How to get started: Here are two scripts (memprof2.sh, plotone2.sh) that were developed ~3 years ago (or more) to collect and visualize the relevant data. They possibly need to be updated in order to work with the latest version of /proc.

To Do:

Request accounts on Nano cluster.
Copy scripts to nano and learn how to use them on simple batch-scheduled applications
(possibly update scripts, if needed)
Go over TensorFlow getting started tutorial (https://www.tensorflow.org/tutorials/).
Figure out how to use the above scripts with TensorFlow tutorial examples, collect and visualize data.
Collect data from TensorFlow benchmarks (https://www.tensorflow.org/guide/performance/benchmarks)

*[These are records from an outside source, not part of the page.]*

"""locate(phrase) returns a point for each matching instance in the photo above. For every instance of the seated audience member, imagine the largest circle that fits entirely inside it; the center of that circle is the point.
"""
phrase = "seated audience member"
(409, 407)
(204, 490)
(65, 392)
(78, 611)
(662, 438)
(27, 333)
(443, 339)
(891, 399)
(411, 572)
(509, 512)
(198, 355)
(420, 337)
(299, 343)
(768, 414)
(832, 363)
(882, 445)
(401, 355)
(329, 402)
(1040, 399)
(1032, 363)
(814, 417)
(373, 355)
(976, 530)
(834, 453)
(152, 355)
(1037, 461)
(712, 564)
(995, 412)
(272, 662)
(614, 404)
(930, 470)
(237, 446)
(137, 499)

Look into integrating the scripts with nano's system monitor (https://nano.ncsa.illinois.edu:3000/d/3QVrDIFmz/nano-status?refresh=1m&orgId=1).
- Yan: InfluxDB takes HTTP requests with JSON-formatted data. Also check relevant Telegraf plugins (cpu, mem, disk, diskio, zfs, etc.) as these are currently being used in admin (non-public) dashboards and may provide some of the desired metrics.